OS DEBATES INEXISTENTES NO BRASIL

   Olá, colegas! Antes de mais nada, aviso que irei mudar o nome do blog, o endereço, bem como o formato do mesmo. Ontem e principalmente hoje (que fiquei de bobeira apenas pesquisando) mexi bastante no novo espaço. Não será tão bonito esteticamente como alguns outros blogs, mas espero que possa melhorar a visualização dos temas. Portanto, se você gosta de acompanhar esse espaço, espero que  o continue  fazendo o mesmo no outro blog.

    Qual país não tem os seus problemas? Poucos brasileiros, considerando a nossa população de 200 milhões de pessoas, têm o privilégio de conhecer outros países.
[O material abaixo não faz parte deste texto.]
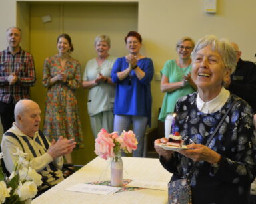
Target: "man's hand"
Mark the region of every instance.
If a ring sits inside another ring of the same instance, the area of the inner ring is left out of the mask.
[[[95,79],[95,83],[103,83],[106,80],[107,76],[104,76],[101,74],[99,74],[99,76]]]
[[[17,76],[15,73],[11,73],[7,78],[7,81],[9,82],[9,85],[13,85],[15,83],[16,83],[17,80],[18,76]]]
[[[47,153],[53,159],[63,155],[70,153],[75,148],[74,139],[67,140],[60,136],[58,140],[53,140],[47,150]]]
Geralmente, quem viaja para o exterior conhece apenas países mais ricos e prósperos do que o Brasil.  Entretanto, mesmo os países desenvolvidos possuem os seus problemas. Com os EUA não poderia ser diferente. Porém, é inegável que é uma nação que possui inúmeras qualidades. Uma das que mais me chama atenção é que a sociedade americana é debatedora ao extremo. Não há assunto que não possa ser debatido.

  “E por qual motivo isso seria uma característica tão importante nos EUA? Não é o Capitalismo, o Empreendedorismo, Nacionalismo?” alguém pode estar pensando. Talvez sejam características importantes também do sucesso americano. Contudo, em qualquer agrupamento humano sempre haverá divergências entre os variados  seres humanos que o compõe. Imaginem num país com 300 milhões de habitantes e com grande diversidade étnica e cultural, os inescapáveis conflitos que não surgem no seio da comunidade. É inevitável o choque de opiniões e de ideias sobre como melhor organizar uma sociedade.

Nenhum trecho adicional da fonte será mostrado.